Supreme Court justices serve lifetime terms. Occasionally a justice will resign or retire, but often only death creates a vacancy on the Court.
Of the nine members of the current Court, four of the justices are older than 75. The president elected in 2016, therefore, may very well have the opportunity to appoint one or more of the justices.
Whenever vacancies have occurred on the Court in the past there has often been discussion about the legal views of potential nominees concerning issues that one constituency or another in the country holds dear. This creates a “litmus test” for candidates for appointment. Discussion has often centered on how a nominee would vote on issues before the Court on say, abortion or other issues.

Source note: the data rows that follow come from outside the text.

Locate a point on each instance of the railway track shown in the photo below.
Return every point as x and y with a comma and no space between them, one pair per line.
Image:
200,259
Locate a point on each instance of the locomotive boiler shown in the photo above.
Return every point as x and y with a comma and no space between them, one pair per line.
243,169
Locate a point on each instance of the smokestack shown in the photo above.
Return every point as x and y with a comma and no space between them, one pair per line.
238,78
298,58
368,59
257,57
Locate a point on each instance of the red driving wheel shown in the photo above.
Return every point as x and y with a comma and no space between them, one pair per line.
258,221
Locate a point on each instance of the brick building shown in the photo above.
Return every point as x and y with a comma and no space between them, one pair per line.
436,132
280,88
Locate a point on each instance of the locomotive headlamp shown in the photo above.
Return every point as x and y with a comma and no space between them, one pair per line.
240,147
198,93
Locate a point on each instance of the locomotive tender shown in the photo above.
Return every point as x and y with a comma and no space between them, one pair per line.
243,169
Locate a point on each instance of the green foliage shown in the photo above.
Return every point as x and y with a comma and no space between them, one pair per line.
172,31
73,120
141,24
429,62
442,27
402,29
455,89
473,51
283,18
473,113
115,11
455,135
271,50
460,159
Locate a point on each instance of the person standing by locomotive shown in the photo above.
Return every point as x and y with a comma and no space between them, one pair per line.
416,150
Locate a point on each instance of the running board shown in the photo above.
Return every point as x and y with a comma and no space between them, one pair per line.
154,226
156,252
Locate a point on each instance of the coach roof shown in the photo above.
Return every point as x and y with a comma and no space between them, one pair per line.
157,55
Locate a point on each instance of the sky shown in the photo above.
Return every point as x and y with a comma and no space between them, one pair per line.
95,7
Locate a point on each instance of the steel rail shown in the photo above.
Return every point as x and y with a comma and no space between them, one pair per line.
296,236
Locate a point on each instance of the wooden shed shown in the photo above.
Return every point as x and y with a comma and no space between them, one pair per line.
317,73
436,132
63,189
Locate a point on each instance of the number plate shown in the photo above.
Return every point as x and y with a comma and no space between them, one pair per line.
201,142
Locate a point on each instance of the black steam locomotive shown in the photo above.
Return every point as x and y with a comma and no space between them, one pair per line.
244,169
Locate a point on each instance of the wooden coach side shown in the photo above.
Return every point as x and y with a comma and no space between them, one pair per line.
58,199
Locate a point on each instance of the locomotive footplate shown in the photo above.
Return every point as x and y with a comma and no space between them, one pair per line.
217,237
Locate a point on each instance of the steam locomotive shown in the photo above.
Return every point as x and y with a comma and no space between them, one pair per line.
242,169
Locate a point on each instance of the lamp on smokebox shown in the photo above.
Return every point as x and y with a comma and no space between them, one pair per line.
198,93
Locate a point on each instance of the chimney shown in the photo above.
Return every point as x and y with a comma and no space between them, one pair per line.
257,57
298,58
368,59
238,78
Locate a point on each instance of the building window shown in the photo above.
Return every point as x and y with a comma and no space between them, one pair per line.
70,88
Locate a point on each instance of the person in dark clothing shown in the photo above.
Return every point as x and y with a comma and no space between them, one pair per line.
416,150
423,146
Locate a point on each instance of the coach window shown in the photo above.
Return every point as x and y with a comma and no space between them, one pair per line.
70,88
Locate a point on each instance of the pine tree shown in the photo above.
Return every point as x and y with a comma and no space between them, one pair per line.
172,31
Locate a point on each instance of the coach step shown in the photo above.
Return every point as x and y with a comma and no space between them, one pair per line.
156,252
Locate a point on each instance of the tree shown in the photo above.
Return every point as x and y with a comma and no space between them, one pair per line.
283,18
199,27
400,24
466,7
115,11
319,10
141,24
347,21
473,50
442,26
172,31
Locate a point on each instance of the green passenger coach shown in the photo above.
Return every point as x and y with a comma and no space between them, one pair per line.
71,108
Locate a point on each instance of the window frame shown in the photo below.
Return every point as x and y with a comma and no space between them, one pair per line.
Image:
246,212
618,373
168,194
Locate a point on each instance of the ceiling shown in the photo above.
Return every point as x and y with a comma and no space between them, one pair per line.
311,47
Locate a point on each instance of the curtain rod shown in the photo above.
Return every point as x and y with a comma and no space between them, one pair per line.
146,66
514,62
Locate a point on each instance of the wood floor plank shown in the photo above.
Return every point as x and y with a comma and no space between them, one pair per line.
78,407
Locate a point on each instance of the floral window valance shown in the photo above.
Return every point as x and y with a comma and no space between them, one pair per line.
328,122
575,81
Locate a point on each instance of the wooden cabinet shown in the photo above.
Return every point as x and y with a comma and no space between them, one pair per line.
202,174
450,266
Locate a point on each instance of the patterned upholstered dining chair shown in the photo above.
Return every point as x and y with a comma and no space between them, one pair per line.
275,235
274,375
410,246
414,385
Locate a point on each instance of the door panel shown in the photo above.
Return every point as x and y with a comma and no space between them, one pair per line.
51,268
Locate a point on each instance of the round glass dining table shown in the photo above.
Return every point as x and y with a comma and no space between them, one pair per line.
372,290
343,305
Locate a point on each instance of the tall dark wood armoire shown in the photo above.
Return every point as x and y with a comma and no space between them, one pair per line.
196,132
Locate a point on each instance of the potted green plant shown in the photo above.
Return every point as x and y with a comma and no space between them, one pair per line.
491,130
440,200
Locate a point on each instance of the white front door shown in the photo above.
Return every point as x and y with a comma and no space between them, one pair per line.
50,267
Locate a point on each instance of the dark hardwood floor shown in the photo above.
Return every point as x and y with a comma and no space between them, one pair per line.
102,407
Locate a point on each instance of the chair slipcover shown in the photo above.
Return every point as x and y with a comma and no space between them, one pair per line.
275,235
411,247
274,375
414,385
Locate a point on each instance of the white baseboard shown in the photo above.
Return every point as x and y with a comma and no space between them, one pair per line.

A president or a candidate for president may also express concern that justices be “strict constructionists,” adhering to the philosophy of the founding fathers. “Strict construction,” however, are words of art, something that can mean many different things to many different people. “Strict construction” can also be interpreted as a kind of code talking or dog whistling, sending a message to certain voting constituencies.
Generally candidates for president try to be vague about their preferences as to what they will look for in potential nominees for Supreme Court. Or they may revert to generalities such as “strict constructionist.”
The Supreme Court’s 2010 decision in the Citizens United case opened up the floor gates of money in federal elections, leading to basically unlimited donations, the creation of SuperPAC’s, and the over-the-top multimillion dollar donations of the superrich. Such activities have resulted in a form of arms race for cash.
Enter Hillary Clinton. Mrs. Clinton had vowed to apply a litmus test of sorts for potential Supreme Court nominees. She reportedly indicated recently to some financial supporters that she would look for Court candidates who might rule in favor of overturning the Citizens United decision.
Now no nominee for the Supreme Court could or would ever at a confirmation hearing state how they would vote on a particular issue that would come before the Court. But senators sifting through a nominee’s resume and life’s work could likely make an educated guess about how a justice might vote.
This is not to say that personal history is a totally accurate predictor of potential Court decisions. Earl Warren, for example, when appointed Chief Justice of the Court in the early 1950’s was expected to be a conservative judge. He turned out to be one of the more liberal justices in recent memory.
The irony of Mrs. Clinton’s position on court nominees and their views on restricting campaign spending is that her current campaign for president is being aided by a couple SuperPAC’s whose very existence is made possible by the Citizens United decision. Dana Milbank of the Washington Post this week discussed what he described as Mrs. Clinton’s “awkward – and often hypocritical – relationship with campaign-finance reform.”
Campaign funds often have more to do with election results than most other things. Things like candidates’ experience and their positions on issues. Most people who look at the amounts of money donated to campaigns recognize the overbearing reach of money. That is particularly true among the billionaires and millionaires sending seven and eight figure checks to the campaign affiliates of presidential candidates. They obviously see some benefits in doing so.
So maybe having a discussion in the 2016 presidential campaign about a Citizens United decision litmus test will be a discussion worth having, whether or not Hillary Clinton is right about the need for such a test.